Artificial Intelligence (AI) is fueling more sophisticated and autonomous cyber threats, requiring defenders to adopt equally advanced tools to keep pace. One of the most promising developments is agentic AI, which enables autonomous agents to detect, respond to, and remediate threats with minimal human intervention.
Although AI has long been part of cybersecurity, agentic AI marks a shift toward intelligent automation that interprets context, makes decisions, and acts on predefined goals.
Whether you’re evaluating emerging technologies or actively integrating AI into your security stack, understanding how agentic AI works – and where it fits – will help you strengthen your security posture in an era of increasingly intelligent threats.
In this Q&A with Dan Richings, Senior Vice President of Global Customer Success and Solutions at Adaptiva, we explore how agentic AI differs from traditional AI, the role it plays in modern vulnerability management, and the considerations organizations must weigh before deployment.
Agentic AI is a buzzworthy concept right now. How is agentic AI different from traditional automation or AI used in cybersecurity tools today?
Agentic AI uses autonomous agents to handle specific tasks, focusing on assigning the right tasks to AI. These specialized models are designed for targeted functions, outperforming standard AI models that rely on general prompts.
What sets agentic AI apart from traditional AI is its ability to act with a degree of independence and intent. These agents are programmed to interpret events, make decisions, and take action without needing constant input from users.
Instead of simply reacting to direct prompts, agentic AI responds dynamically to real-world events based on predefined goals and instructions. This shift allows for more intelligent automation, reducing the need for continuous oversight.
What are the biggest challenges security teams face today when it comes to vulnerability detection and remediation, and how can agentic AI help solve them?
Security tools continue to integrate AI capabilities in new and innovative ways, and agentic AI is just one example of how these tools are steadily improving. The core challenge, however, is that threats and vulnerabilities are evolving just as rapidly, also leveraging AI to execute sophisticated attack flows. While staying ahead of these emerging threats remains a major challenge for security teams, AI is helping defenders close gaps that are inherent in many manual processes.

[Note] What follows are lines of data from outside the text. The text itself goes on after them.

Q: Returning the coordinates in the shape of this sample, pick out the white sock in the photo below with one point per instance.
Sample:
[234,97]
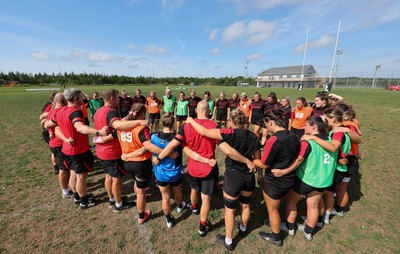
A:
[228,240]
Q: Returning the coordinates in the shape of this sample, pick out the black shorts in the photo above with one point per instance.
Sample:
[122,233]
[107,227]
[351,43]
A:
[139,169]
[46,135]
[299,132]
[181,118]
[154,118]
[236,181]
[173,184]
[60,158]
[258,122]
[302,188]
[80,163]
[222,115]
[114,168]
[277,188]
[352,166]
[205,185]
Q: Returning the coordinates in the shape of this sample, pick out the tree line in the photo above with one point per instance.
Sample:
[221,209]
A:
[104,79]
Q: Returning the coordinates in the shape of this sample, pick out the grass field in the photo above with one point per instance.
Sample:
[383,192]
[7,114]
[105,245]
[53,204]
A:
[34,218]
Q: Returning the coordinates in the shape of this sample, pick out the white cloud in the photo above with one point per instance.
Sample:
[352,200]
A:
[257,5]
[323,41]
[253,32]
[213,34]
[131,46]
[172,4]
[93,57]
[253,57]
[215,51]
[42,56]
[103,57]
[155,49]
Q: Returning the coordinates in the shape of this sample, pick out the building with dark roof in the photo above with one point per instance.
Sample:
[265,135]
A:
[289,77]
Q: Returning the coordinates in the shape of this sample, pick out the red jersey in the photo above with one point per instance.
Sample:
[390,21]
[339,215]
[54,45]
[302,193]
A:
[65,119]
[105,116]
[201,145]
[153,105]
[54,142]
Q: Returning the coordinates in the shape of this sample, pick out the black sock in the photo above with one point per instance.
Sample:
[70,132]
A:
[276,237]
[290,225]
[168,217]
[141,215]
[338,208]
[84,200]
[308,229]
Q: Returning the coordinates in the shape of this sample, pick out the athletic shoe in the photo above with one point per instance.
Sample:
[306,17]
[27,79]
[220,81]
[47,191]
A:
[221,240]
[147,214]
[334,212]
[69,195]
[302,229]
[179,210]
[171,223]
[194,211]
[125,205]
[286,229]
[78,201]
[319,224]
[207,228]
[89,204]
[325,216]
[111,204]
[268,237]
[283,227]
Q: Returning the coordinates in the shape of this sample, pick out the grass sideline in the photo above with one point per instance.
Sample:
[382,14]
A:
[34,218]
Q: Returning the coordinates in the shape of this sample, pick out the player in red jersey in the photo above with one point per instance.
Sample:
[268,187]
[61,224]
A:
[202,176]
[79,158]
[55,145]
[239,181]
[110,152]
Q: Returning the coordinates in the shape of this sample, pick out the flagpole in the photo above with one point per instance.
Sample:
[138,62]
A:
[304,60]
[334,51]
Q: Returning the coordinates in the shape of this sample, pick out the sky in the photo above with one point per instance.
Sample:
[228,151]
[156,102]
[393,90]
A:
[197,38]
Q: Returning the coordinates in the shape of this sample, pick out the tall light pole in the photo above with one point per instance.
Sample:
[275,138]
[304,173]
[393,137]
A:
[338,53]
[375,80]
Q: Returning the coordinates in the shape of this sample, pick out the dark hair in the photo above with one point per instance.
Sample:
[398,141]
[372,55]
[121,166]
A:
[272,95]
[335,112]
[137,110]
[323,97]
[275,115]
[238,118]
[168,120]
[351,114]
[322,125]
[303,100]
[107,94]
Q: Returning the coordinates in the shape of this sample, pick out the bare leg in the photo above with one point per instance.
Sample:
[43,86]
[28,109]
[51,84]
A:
[117,189]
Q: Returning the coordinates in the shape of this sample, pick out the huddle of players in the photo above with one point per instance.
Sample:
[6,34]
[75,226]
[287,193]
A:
[316,159]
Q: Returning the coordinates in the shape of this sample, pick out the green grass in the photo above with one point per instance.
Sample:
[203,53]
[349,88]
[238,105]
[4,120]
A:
[34,218]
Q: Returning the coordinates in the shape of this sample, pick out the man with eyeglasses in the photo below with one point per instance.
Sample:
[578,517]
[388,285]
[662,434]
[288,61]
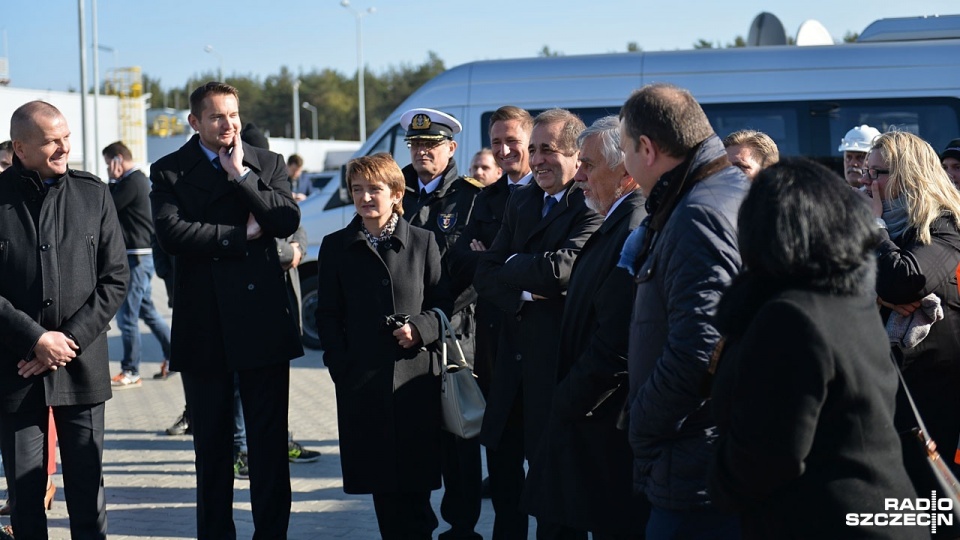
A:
[438,199]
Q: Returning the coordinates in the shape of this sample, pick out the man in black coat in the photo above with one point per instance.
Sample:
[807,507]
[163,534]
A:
[130,190]
[525,274]
[438,199]
[218,206]
[62,277]
[580,479]
[510,129]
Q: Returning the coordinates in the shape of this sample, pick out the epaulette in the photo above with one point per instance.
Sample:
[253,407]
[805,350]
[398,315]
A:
[473,181]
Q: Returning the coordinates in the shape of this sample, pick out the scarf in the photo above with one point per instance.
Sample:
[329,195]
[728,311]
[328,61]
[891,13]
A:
[385,233]
[895,216]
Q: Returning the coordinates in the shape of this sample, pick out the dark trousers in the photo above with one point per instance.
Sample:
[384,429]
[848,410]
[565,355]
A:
[462,478]
[23,444]
[507,476]
[265,395]
[404,516]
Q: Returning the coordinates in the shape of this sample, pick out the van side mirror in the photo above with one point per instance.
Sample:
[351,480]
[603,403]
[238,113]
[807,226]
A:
[344,189]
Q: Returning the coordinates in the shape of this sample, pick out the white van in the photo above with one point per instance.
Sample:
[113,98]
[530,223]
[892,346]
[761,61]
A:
[806,98]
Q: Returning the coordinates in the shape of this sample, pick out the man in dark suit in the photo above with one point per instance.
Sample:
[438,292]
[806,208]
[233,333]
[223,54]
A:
[63,274]
[218,206]
[130,189]
[580,480]
[525,274]
[439,199]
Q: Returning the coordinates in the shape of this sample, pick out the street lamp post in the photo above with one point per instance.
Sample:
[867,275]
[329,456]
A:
[296,116]
[313,110]
[363,105]
[211,50]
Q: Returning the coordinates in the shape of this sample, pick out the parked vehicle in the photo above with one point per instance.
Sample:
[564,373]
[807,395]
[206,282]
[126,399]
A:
[805,98]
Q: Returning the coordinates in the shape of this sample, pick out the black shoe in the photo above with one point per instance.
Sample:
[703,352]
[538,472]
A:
[181,426]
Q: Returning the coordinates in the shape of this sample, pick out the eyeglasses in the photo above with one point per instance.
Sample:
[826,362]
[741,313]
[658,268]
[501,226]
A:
[872,173]
[424,146]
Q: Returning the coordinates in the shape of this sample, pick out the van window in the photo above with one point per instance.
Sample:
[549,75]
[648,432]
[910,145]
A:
[588,115]
[392,143]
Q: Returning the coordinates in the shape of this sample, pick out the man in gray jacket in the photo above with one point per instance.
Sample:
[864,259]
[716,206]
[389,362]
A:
[63,273]
[682,257]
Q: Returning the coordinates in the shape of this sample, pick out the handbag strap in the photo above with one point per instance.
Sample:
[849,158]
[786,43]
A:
[448,336]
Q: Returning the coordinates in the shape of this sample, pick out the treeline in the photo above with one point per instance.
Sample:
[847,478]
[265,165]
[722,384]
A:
[269,102]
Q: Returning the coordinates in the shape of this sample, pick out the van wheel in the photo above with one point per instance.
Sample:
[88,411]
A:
[308,302]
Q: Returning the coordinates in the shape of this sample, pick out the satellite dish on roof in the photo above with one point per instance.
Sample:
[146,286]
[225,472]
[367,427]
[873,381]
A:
[811,32]
[766,29]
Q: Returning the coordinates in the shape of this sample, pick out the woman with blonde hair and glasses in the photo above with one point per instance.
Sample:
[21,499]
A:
[918,210]
[379,280]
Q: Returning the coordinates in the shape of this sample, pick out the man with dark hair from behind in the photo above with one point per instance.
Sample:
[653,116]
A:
[218,206]
[61,284]
[6,155]
[130,189]
[682,257]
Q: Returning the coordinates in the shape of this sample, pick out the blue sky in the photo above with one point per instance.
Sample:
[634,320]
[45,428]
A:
[256,37]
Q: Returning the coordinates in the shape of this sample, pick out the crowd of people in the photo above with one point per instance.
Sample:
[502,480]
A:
[677,335]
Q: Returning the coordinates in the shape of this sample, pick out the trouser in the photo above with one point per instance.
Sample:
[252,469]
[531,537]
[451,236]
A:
[692,525]
[24,444]
[505,465]
[462,477]
[138,304]
[405,516]
[264,393]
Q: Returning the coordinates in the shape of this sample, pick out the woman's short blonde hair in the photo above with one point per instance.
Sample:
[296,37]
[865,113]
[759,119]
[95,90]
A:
[381,169]
[916,173]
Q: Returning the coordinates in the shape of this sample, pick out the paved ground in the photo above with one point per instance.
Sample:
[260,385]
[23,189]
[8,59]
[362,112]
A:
[149,476]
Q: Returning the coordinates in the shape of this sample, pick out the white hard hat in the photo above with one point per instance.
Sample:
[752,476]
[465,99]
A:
[858,139]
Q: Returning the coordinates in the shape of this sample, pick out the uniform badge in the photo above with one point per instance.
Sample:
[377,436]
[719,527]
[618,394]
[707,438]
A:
[447,221]
[420,121]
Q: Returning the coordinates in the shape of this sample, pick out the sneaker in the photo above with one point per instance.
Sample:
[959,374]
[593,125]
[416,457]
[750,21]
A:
[164,372]
[298,454]
[240,469]
[181,426]
[126,379]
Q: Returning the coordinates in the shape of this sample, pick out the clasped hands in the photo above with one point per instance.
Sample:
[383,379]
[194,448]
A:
[52,351]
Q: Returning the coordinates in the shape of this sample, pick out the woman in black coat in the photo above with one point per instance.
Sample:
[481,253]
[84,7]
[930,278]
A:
[379,279]
[917,257]
[804,389]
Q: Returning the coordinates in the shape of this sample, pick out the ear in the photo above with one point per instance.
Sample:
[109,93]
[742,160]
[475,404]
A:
[648,151]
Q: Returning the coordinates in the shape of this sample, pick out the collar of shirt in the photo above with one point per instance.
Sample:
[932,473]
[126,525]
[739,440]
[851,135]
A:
[432,185]
[615,204]
[524,180]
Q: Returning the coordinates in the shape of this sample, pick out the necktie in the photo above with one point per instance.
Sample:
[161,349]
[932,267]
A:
[548,205]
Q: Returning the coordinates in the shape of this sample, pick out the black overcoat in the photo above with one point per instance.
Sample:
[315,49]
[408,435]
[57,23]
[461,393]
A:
[233,310]
[484,225]
[581,475]
[804,399]
[541,253]
[63,266]
[388,397]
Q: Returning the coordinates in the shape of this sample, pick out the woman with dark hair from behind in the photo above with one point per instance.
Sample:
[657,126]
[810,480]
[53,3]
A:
[804,388]
[917,261]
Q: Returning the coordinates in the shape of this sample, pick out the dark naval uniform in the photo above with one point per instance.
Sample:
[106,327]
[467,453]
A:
[446,211]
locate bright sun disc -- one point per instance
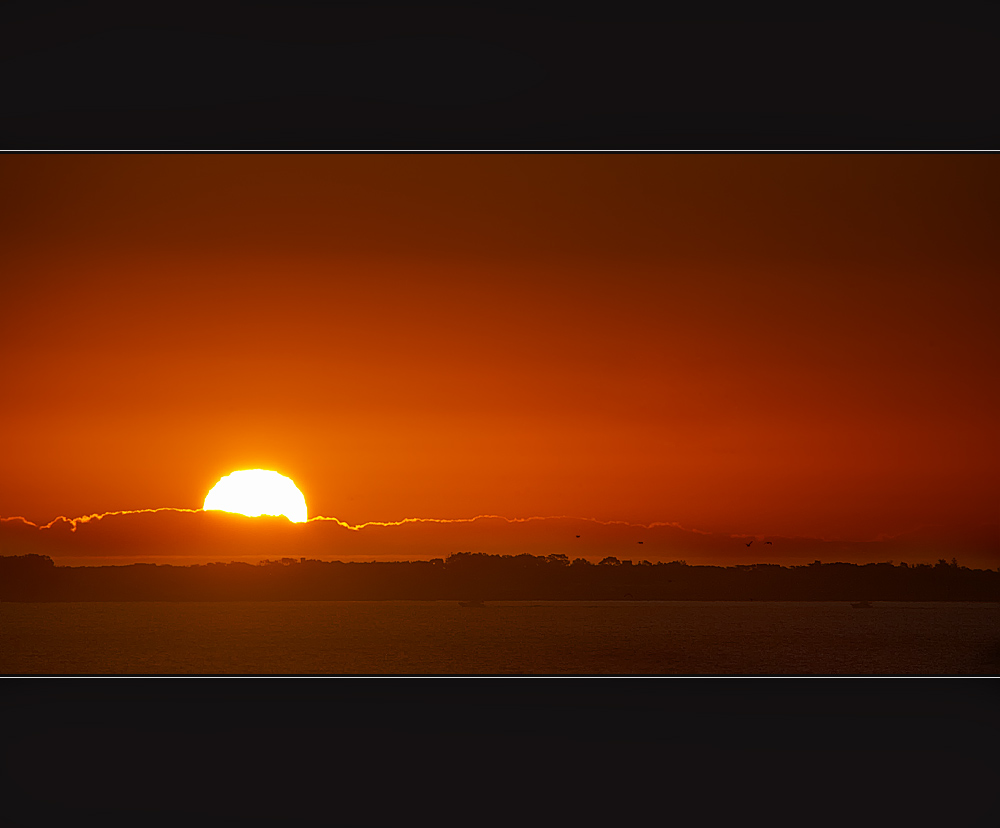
(256, 492)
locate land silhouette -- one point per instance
(478, 577)
(198, 537)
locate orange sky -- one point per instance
(773, 344)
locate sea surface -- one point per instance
(588, 638)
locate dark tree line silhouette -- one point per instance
(485, 577)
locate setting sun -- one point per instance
(255, 492)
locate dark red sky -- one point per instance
(774, 344)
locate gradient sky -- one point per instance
(773, 344)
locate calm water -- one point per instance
(510, 637)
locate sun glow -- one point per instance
(255, 492)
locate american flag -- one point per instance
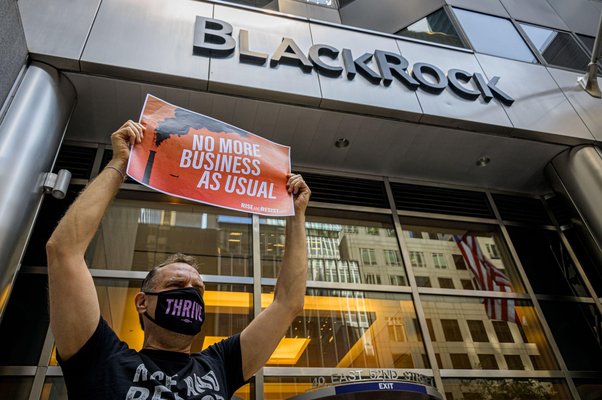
(487, 277)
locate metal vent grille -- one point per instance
(521, 209)
(441, 200)
(78, 160)
(350, 191)
(562, 210)
(106, 157)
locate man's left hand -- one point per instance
(297, 186)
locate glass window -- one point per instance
(429, 324)
(228, 311)
(588, 388)
(371, 230)
(398, 280)
(137, 235)
(454, 246)
(514, 362)
(459, 262)
(423, 281)
(373, 279)
(392, 257)
(446, 283)
(487, 361)
(531, 389)
(451, 330)
(467, 284)
(323, 3)
(436, 27)
(494, 35)
(351, 329)
(502, 331)
(546, 262)
(458, 315)
(575, 327)
(54, 389)
(477, 331)
(439, 260)
(368, 256)
(557, 48)
(342, 247)
(492, 250)
(417, 259)
(285, 387)
(460, 361)
(25, 321)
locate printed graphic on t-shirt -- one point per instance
(152, 386)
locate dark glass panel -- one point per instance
(547, 262)
(15, 387)
(436, 27)
(589, 388)
(341, 247)
(25, 322)
(507, 389)
(557, 48)
(467, 326)
(352, 329)
(576, 328)
(589, 260)
(494, 35)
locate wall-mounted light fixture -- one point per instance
(57, 184)
(589, 81)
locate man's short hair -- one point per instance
(148, 284)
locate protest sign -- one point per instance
(195, 157)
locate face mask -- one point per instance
(179, 310)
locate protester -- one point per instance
(97, 365)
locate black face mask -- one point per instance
(179, 310)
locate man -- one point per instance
(96, 365)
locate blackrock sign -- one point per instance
(213, 37)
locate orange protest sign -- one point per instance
(195, 157)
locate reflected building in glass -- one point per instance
(451, 233)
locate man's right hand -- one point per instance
(130, 133)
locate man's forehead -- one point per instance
(177, 270)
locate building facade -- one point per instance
(420, 126)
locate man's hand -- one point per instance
(130, 133)
(297, 186)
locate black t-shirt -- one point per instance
(106, 368)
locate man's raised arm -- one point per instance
(259, 340)
(74, 309)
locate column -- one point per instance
(30, 135)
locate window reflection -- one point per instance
(467, 336)
(557, 48)
(436, 27)
(278, 388)
(138, 235)
(228, 311)
(460, 259)
(547, 262)
(494, 35)
(346, 329)
(339, 249)
(532, 389)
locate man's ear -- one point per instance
(140, 302)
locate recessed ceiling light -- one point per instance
(341, 143)
(483, 161)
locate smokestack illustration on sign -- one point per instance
(179, 125)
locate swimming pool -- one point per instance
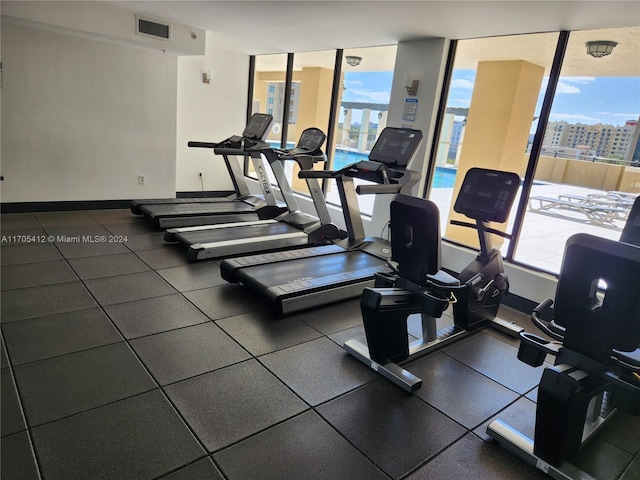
(444, 177)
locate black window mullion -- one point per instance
(336, 94)
(286, 101)
(252, 82)
(536, 146)
(442, 107)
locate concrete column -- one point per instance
(382, 122)
(500, 117)
(364, 130)
(346, 127)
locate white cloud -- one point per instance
(626, 115)
(581, 80)
(368, 96)
(574, 116)
(462, 83)
(566, 88)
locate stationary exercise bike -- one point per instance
(595, 325)
(419, 286)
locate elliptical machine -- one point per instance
(595, 322)
(419, 286)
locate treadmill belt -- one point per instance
(216, 208)
(214, 235)
(136, 205)
(309, 273)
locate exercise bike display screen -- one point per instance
(396, 146)
(487, 195)
(258, 126)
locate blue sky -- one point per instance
(589, 100)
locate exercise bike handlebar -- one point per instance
(377, 189)
(316, 174)
(202, 144)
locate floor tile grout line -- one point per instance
(28, 429)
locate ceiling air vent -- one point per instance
(152, 28)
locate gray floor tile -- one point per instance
(180, 354)
(24, 236)
(43, 337)
(154, 315)
(458, 391)
(302, 447)
(195, 276)
(4, 361)
(497, 360)
(116, 215)
(75, 234)
(166, 256)
(224, 301)
(232, 403)
(602, 460)
(202, 469)
(46, 300)
(130, 228)
(633, 470)
(65, 219)
(12, 418)
(396, 430)
(335, 317)
(261, 333)
(36, 274)
(17, 254)
(61, 386)
(17, 460)
(127, 288)
(107, 265)
(145, 241)
(140, 437)
(18, 221)
(469, 458)
(318, 370)
(520, 415)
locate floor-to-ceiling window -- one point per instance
(588, 147)
(493, 103)
(367, 74)
(584, 152)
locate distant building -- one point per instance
(606, 140)
(275, 100)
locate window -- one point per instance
(496, 82)
(600, 97)
(362, 111)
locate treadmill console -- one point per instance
(631, 231)
(487, 195)
(258, 126)
(310, 141)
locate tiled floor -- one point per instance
(123, 361)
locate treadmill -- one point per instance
(242, 206)
(290, 229)
(298, 279)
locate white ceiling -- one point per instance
(265, 26)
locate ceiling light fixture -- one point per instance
(600, 48)
(353, 61)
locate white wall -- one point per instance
(83, 118)
(209, 113)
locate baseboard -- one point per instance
(25, 207)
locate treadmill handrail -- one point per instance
(194, 144)
(378, 189)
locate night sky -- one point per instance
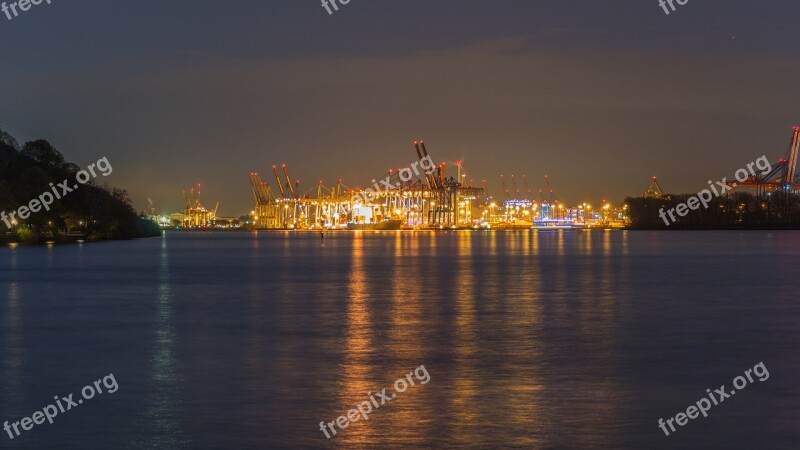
(600, 95)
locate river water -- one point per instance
(551, 339)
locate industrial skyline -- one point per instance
(598, 98)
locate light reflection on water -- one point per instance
(532, 339)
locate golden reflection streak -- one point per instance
(13, 361)
(465, 390)
(356, 369)
(523, 388)
(597, 324)
(164, 378)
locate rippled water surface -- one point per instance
(568, 339)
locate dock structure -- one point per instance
(418, 196)
(194, 213)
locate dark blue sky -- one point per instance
(599, 94)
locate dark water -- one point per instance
(531, 340)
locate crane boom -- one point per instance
(527, 187)
(516, 189)
(278, 178)
(505, 187)
(289, 182)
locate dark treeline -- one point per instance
(90, 212)
(739, 210)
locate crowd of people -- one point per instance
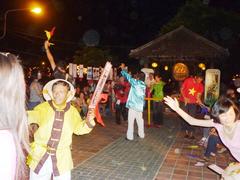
(49, 154)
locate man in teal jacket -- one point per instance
(135, 103)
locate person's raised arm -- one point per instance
(174, 105)
(127, 76)
(49, 55)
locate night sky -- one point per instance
(119, 25)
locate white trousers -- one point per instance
(46, 173)
(132, 115)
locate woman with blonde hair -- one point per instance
(13, 119)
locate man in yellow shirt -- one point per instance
(57, 120)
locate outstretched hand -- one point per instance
(46, 44)
(172, 103)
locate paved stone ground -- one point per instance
(105, 154)
(138, 159)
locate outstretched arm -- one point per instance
(49, 55)
(174, 105)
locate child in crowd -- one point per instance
(225, 120)
(135, 103)
(58, 121)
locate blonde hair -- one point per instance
(12, 107)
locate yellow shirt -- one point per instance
(43, 115)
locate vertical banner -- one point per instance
(114, 73)
(74, 70)
(70, 69)
(111, 74)
(212, 86)
(96, 95)
(89, 73)
(80, 71)
(95, 73)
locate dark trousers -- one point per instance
(158, 112)
(191, 109)
(212, 145)
(121, 110)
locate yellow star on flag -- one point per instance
(192, 91)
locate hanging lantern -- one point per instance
(165, 68)
(180, 71)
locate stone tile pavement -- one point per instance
(105, 154)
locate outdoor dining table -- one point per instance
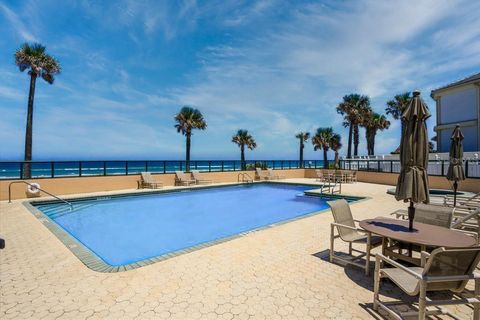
(423, 235)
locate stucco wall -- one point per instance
(65, 186)
(435, 182)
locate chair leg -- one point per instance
(422, 301)
(476, 306)
(332, 230)
(376, 284)
(367, 257)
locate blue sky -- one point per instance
(272, 67)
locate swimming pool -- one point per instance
(130, 229)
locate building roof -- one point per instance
(469, 79)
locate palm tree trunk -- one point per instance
(301, 153)
(27, 172)
(350, 135)
(368, 141)
(242, 157)
(187, 151)
(356, 140)
(372, 142)
(325, 161)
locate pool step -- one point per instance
(56, 210)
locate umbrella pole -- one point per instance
(411, 216)
(455, 186)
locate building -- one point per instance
(458, 103)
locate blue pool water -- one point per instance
(130, 229)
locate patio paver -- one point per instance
(276, 273)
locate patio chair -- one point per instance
(434, 215)
(353, 176)
(348, 232)
(147, 181)
(320, 176)
(429, 214)
(197, 176)
(261, 175)
(272, 175)
(181, 179)
(444, 270)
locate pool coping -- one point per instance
(91, 260)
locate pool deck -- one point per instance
(275, 273)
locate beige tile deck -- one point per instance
(276, 273)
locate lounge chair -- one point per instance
(261, 175)
(444, 270)
(197, 176)
(147, 181)
(348, 232)
(272, 175)
(181, 179)
(321, 177)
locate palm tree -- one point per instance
(352, 108)
(335, 145)
(321, 140)
(188, 119)
(242, 139)
(397, 106)
(32, 57)
(372, 123)
(303, 137)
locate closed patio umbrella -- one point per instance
(455, 169)
(412, 183)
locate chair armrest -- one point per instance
(348, 227)
(380, 257)
(423, 259)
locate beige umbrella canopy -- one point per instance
(412, 183)
(455, 169)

For example, in vulnerability remediation, AI’s ability to understand the intent behind code, rather than simply recognizing a file by its signature, is critical to blocking attacks before they occur.
Can you walk us through how an agentic AI system might autonomously detect and remediate a vulnerability in real time?
The AI agent monitors the system, ingests threat intelligence feeds from vulnerability management tools, and uses this data to identify disclosed vulnerabilities by sensing, reasoning, and acting.
Agentic AI systems leverage a predefined set of contextual reasoning and decision-making rules to evaluate potential threat behaviors, such as how executables might act when launched, enabling automated decision-making for remediation. When determining the appropriate response to malware, the agent assesses whether to patch the software, isolate it, block network traffic, delete and clean the file, or take any other necessary autonomous action before threat actors can execute their intended purpose.
What role does human oversight play when deploying agentic AI in a security environment?
When it comes to any type of AI, we should remember that while AI is a powerful tool, it is not infallible. We still need humans to define boundaries in which AI can operate, like managing what tasks agents perform, and what they are allowed to do by setting guardrails and limitations.
What are the security considerations organizations should keep in mind when adopting agentic AI?
For security teams, it’s essential to fully understand each agent’s intended function and behavior, and to have a failover plan in place should it not perform as expected. As mentioned earlier, AI is not infallible and should not be trusted wholeheartedly without human validation.
AI requires training, whether from the organization’s environment and system behaviors or from the security company responsible for developing the AI tool. In fact, AI training agent roles are increasingly becoming more common, and I think this is the way that the industry is progressing.
Looking ahead, how do you see agentic AI shaping the future of autonomous endpoint management and cybersecurity more broadly?
AI is a double-edged sword because we’re using AI in cyber defense, but malicious actors are also using autonomous agents to execute attacks. Overall, cyber defense is becoming increasingly more autonomous, and AI agents will become more responsible for maintaining healthy systems.
Thank you, Dan, for sharing your insights on agentic AI!